Vorausgegangen waren diesem Akt viele Etappen, die man im Nachhinein wohl als gleichermaßen wichtig betrachten kann. Zunächst schlug der ungarische Grenzschutz schon 1987 den Abbau des Grenzzauns samt seines elektrischen Alarmsystems vor, aufgrund der vielen Fehlalarme durch Regen und wilde Tiere. Ein neuer Zaun aus rostfreiem Stahl hätte nur teuer aus Westeuropa importiert werden können. Die Landminen an der Grenze waren vorher schon entfernt worden.
Gorbatschows Desinteresse
Am 28. Februar 1989 beschloss das Politbüro der kommunistischen Partei in Budapest die Abschaffung der Elektro-Alarmanlage. Am 3. März holte sich Ministerpräsident Németh dafür von Michail Gorbatschow das Plazet - der Kremlchef erklärte bei dem Treffen, ihn interessiere es nicht, wie Ungarn seine Grenze schütze, und im Übrigen werde es keine Wiederholung von 1956 geben, solange er im Amt bleibe. Wie lange würde Gorbatschow durchhalten? Hundertprozentig traute Németh, wie er später erzählte, der Moskauer Haltung zu diesem Zeitpunkt noch nicht. Gleich nach diesem Treffen begann Ungarn ohne Publikum mit dem Abbau des Grenzzauns - und zwar eines dreieinhalb Kilometer langen Stücks bei Rajka, dicht am Dreiländereck mit Österreich und der damaligen Tschechoslowakei. Es ging Németh darum, dass Österreich, aber auch die nahe stationierten sowjetischen Militärs das Geschehen auf jeden Fall mitbekamen. Es war, wie die folgenden Schritte, auch ein Test Richtung Moskau, der positiv ausfiel, erzählte Németh in HVG. Ihm fiel dazu auch seine Begegnung mit Gorbatschow beim letzten Treffen des Warschauer Pakts ein, im Juli 1989 in Bukarest. Gorbatschow habe damals den Ungarn beiläufig gefragt, wie es "seinen DDRlern am Plattensee" gehe. Der Kremlchef wusste demnach alles und ließ den Dingen ihren Lauf.

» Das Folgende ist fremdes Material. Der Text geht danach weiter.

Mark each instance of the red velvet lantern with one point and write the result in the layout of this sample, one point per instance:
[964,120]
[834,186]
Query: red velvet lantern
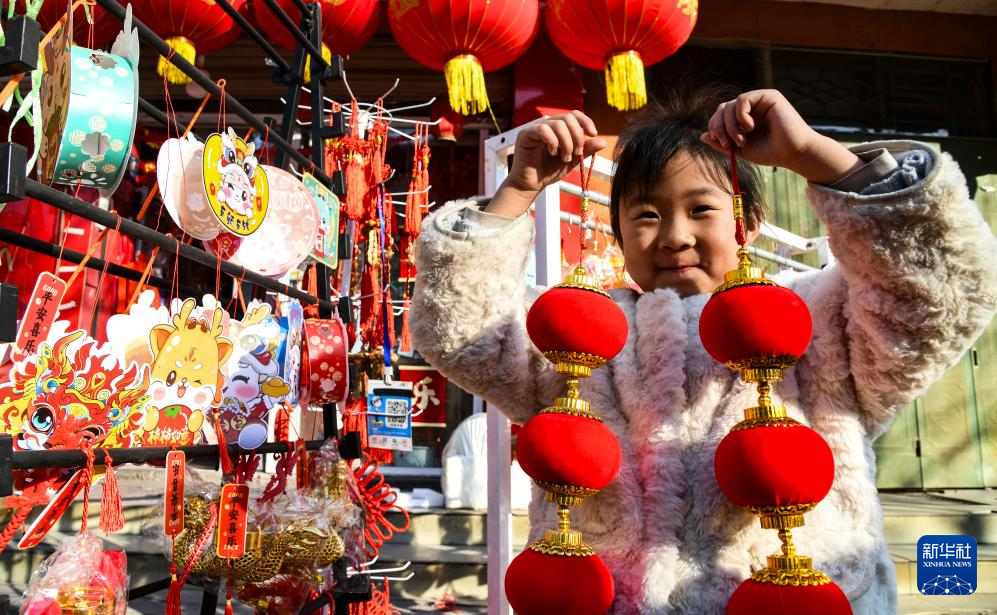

Erst am 2. Mai gab es zum Zaunabbau gut zehn Kilometer weiter südlich von Rajka, bei Hegyeshalom, eine internationale Pressekonferenz - die aber weitgehend unbeachtet blieb. Daraufhin wurde - nach ungarischer Lesart auf Initiative von Gyula Horn - am 27. Juni der vollends medienwirksame Zaundurchschnitt mit Mock organisiert. War dieser orchestrierte Propaganda-Coup notwendig? "Es war ein bisschen nachgemacht", meint Professor Balázs, "aber es ist gut, dass es geschehen ist. Weil es wahr war."